The 2019 Stars Burst Over Carlisle fireworks show sparked discussion at the recent Carlisle Borough Council budget meetings.
At issue was the extent to which the borough would support the annual show, held near the Fourth of July at the same time as the annual Summerfair event.
Last year, the Downtown Carlisle Association was designated to assist the borough with the fireworks. The borough included $10,000 in its outside agencies budget that was given to the DCA for the fireworks, Assistant Borough Manager Susan Armstrong said.
The money was taken from the borough’s parking fund.
This year’s budget built in $25,000 for the fireworks, but that amount is adjusted according to what is brought in through fundraising. If, for example, $15,000 is raised, that is what is spent, Armstrong said.
Councilwoman Robin Guido said she understands the argument that the fireworks are for the good of the community, but she’s opposed to borough funds, whether from parking fees or taxpayers, going toward the display.
“It wasn’t a borough expenditure. I don’t think it was never intended to be a borough expenditure,” she said.
The fireworks display enjoyed financial stability for about 40 years thanks to Cumberland Valley Savings and Loan and its successors through acquisitions and mergers before ending its sponsorship in 1994.
That's when the mayor of Carlisle - first Kirk Wilson, then William "Doc" Kronenberg and now Tim Scott - took up the fundraising mantle for the show.
The Fraternal Order of Eagles stepped up in 1995 to sponsor the event through the 2000 display. VFW Post 477 co-sponsored the event later in the decade.
The 2001 display found sponsors, but over the next few years, a shortfall would be announced in early June followed by a flurry of donations.
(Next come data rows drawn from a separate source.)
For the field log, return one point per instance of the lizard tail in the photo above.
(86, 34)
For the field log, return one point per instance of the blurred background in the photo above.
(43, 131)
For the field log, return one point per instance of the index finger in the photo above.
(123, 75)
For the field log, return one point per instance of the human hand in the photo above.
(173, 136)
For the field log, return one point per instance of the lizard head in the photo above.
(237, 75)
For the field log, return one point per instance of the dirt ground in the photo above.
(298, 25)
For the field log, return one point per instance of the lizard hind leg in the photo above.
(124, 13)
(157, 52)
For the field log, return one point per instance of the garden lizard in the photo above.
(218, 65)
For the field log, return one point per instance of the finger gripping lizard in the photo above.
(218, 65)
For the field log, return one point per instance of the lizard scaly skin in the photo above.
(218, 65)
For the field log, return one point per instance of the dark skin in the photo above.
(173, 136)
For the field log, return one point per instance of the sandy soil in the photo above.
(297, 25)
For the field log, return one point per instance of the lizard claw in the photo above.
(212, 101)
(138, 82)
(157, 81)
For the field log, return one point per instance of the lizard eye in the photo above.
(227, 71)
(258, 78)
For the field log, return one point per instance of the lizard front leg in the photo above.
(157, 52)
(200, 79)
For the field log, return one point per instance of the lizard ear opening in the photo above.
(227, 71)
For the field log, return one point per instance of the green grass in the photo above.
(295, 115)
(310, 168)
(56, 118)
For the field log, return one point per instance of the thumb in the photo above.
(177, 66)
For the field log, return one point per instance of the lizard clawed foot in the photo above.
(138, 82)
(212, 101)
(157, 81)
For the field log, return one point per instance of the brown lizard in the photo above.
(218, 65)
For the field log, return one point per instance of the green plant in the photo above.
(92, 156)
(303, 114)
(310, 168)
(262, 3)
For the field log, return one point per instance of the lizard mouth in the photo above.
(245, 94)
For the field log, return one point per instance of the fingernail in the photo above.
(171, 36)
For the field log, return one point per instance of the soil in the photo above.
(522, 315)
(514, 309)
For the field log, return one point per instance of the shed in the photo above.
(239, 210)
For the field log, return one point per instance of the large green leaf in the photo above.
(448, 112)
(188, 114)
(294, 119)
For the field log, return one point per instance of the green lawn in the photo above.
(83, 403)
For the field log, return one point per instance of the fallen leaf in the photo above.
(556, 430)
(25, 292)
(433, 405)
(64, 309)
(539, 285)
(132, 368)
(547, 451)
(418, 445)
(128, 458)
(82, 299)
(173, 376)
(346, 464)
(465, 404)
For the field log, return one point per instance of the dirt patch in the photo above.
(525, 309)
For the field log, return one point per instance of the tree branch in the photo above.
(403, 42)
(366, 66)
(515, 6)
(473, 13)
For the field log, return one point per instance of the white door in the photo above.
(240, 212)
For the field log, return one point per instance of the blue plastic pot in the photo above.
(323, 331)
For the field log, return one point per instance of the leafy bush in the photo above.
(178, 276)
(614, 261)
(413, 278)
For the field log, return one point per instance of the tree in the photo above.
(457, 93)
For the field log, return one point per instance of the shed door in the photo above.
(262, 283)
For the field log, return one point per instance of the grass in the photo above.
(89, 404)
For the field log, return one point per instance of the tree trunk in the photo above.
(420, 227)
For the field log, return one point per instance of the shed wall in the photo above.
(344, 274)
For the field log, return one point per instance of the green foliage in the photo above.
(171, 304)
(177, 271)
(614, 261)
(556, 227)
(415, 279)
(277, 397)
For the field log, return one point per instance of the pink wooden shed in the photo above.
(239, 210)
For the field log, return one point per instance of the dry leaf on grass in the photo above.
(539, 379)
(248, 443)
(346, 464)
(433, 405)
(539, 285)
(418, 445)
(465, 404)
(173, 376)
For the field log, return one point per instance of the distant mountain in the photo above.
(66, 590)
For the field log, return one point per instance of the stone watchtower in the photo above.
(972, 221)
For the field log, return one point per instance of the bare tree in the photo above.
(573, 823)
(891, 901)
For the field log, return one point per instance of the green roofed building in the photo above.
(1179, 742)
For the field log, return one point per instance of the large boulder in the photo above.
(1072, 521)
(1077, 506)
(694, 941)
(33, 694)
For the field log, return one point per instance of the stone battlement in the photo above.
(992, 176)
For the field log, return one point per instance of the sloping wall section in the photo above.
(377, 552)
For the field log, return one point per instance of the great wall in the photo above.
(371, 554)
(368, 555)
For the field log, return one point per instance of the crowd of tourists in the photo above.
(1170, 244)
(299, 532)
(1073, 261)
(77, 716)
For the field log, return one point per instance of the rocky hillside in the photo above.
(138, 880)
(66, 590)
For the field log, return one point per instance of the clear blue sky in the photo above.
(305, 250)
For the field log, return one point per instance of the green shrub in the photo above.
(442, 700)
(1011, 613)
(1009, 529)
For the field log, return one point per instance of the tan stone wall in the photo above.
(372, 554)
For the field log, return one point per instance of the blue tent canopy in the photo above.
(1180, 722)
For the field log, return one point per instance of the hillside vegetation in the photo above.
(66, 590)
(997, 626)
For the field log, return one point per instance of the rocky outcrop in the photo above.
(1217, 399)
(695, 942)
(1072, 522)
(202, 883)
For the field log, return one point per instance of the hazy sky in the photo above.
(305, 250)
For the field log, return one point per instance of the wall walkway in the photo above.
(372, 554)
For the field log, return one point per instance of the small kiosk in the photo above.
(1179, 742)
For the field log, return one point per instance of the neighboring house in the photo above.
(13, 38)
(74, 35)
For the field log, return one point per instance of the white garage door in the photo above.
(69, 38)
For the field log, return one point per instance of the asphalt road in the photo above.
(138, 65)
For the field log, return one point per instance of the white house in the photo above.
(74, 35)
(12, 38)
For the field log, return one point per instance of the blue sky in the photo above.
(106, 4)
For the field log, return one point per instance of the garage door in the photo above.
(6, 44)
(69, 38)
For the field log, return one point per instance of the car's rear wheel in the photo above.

In late 2005, a group of residents, the Carlisle Fireworks Committee, hosted fundraisers and secured sponsors for the July 1, 2006, display.
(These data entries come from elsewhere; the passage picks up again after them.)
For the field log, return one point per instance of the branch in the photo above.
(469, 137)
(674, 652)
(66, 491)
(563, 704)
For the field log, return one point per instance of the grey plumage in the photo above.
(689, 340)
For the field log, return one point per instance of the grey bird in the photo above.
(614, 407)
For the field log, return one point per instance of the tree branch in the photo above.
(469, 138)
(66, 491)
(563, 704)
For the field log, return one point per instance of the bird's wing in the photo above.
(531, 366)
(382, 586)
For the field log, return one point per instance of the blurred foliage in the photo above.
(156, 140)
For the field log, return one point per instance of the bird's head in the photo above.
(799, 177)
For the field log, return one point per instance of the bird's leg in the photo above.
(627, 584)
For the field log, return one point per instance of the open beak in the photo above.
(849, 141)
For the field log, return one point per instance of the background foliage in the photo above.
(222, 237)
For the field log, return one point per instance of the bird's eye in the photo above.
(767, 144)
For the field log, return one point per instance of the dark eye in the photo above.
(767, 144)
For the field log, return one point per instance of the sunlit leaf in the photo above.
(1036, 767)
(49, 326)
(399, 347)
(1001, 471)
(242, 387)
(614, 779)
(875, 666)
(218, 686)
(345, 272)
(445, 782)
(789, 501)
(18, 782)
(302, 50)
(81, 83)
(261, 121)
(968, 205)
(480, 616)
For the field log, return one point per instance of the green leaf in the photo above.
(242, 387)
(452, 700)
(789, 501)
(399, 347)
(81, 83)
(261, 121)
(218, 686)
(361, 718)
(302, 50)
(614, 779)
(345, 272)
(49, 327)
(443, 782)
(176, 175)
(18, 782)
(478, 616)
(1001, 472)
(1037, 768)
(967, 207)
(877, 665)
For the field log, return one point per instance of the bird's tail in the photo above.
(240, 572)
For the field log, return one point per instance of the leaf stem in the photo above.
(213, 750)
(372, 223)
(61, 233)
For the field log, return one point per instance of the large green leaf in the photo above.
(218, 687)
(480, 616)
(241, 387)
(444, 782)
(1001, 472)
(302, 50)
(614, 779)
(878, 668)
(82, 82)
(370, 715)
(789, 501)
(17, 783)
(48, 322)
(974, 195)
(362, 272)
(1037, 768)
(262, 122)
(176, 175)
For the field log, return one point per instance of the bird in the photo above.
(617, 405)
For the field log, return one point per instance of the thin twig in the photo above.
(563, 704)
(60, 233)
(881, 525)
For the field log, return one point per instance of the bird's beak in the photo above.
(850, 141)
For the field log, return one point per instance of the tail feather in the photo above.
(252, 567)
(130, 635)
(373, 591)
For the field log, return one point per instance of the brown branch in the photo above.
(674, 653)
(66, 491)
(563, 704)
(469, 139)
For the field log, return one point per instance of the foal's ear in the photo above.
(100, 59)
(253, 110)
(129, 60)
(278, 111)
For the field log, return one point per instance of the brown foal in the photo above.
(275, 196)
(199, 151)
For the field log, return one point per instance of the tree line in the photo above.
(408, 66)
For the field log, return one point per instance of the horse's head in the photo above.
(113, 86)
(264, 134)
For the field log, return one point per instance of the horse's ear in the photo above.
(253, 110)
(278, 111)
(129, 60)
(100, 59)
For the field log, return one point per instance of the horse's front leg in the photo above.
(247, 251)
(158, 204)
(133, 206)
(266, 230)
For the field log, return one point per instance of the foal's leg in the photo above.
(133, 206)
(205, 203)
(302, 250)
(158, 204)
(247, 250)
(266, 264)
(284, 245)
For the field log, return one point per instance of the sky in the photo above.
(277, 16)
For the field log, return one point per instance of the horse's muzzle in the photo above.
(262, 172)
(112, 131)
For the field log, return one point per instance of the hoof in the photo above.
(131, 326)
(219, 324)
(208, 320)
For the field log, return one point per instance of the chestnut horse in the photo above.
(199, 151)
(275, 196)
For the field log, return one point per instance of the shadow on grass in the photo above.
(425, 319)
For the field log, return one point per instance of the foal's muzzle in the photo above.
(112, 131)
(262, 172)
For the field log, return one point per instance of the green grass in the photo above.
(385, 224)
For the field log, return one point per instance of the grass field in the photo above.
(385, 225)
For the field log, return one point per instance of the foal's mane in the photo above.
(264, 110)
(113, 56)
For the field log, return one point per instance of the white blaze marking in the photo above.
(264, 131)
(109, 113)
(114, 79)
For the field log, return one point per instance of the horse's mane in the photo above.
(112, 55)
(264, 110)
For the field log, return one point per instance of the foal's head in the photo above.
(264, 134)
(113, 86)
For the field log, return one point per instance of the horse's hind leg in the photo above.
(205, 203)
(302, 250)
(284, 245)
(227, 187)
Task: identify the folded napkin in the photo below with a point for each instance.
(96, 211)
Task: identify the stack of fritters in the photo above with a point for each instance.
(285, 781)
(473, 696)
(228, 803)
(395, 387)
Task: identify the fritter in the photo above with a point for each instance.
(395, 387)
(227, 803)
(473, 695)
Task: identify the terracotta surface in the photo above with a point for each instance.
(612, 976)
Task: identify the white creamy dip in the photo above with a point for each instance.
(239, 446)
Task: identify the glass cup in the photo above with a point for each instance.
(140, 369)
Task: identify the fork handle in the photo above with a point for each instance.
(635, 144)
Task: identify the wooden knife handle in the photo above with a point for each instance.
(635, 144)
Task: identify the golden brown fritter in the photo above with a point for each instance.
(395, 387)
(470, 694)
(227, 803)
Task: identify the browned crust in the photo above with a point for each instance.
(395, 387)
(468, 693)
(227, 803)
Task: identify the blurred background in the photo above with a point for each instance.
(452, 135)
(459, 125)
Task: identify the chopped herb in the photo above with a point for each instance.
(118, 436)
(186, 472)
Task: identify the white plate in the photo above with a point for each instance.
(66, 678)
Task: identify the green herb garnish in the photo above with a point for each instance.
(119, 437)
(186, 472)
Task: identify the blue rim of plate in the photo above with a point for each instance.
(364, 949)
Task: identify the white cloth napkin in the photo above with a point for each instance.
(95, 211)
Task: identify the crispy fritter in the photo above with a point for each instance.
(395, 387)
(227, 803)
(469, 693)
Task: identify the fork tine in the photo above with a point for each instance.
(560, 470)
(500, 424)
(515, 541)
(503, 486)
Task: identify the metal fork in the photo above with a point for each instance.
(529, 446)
“In a perfect world, I do not have to go out and fundraise for any of this,” Scott said.
Scott said it’s a challenge every year to raise the money, which is why he turned to the council to ask for the $10,000 parking fund money to help as seed money.
“In the past, it’s always been a struggle to get there, but we always did,” he said.
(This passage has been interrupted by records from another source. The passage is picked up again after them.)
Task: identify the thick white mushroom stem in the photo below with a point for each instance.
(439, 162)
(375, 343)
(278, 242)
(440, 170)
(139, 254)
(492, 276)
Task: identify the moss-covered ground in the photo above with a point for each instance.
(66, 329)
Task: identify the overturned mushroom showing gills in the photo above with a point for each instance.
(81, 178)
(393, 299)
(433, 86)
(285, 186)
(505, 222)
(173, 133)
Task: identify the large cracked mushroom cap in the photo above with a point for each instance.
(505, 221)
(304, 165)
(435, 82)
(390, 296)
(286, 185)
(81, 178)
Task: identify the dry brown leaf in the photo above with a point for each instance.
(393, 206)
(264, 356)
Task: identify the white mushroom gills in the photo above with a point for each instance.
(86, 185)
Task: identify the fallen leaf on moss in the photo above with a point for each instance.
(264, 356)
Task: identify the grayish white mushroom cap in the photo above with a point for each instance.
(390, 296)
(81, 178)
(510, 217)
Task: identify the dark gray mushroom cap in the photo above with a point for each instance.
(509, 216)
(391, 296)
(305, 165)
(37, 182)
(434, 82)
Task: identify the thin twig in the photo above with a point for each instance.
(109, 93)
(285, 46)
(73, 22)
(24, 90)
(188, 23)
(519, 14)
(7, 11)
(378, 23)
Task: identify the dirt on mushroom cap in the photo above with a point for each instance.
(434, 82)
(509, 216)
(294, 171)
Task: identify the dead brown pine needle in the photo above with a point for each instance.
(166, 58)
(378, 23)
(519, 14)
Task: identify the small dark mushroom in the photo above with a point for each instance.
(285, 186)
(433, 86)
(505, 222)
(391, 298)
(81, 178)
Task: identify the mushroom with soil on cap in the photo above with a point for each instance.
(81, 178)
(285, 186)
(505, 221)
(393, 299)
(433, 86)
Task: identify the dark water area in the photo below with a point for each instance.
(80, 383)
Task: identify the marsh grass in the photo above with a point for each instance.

Sponsors for last year’s Stars Burst Over Carlisle fireworks show are: the Borough of Carlisle, UPMC Pinnacle Carlisle, Eckert Seamans, The Sentinel, Carlisle Eagles Post 1299, Tree of Life Church, CAM-TEK Systems and the Downtown Carlisle Association.
North Middleton Township has donated to the show for the past two years, but neighboring South Middleton and Middlesex townships have not.
“I’d be more OK with continuing the way we were if we got some additional funding or help from the neighboring municipalities,” Guido said.
Though the allocation for the fireworks remains in the budget, Guido said the borough needs to set a timeline and benchmarks for dealing with the issue so that the council is not discussing the same issue during next year’s budget talks.
During the discussion, Scott also expressed his displeasure with last year’s show, and said the borough is working with a new vendor for the 2019 edition.
“They’re telling us that we can expect good things for a reasonable amount of money,” he said.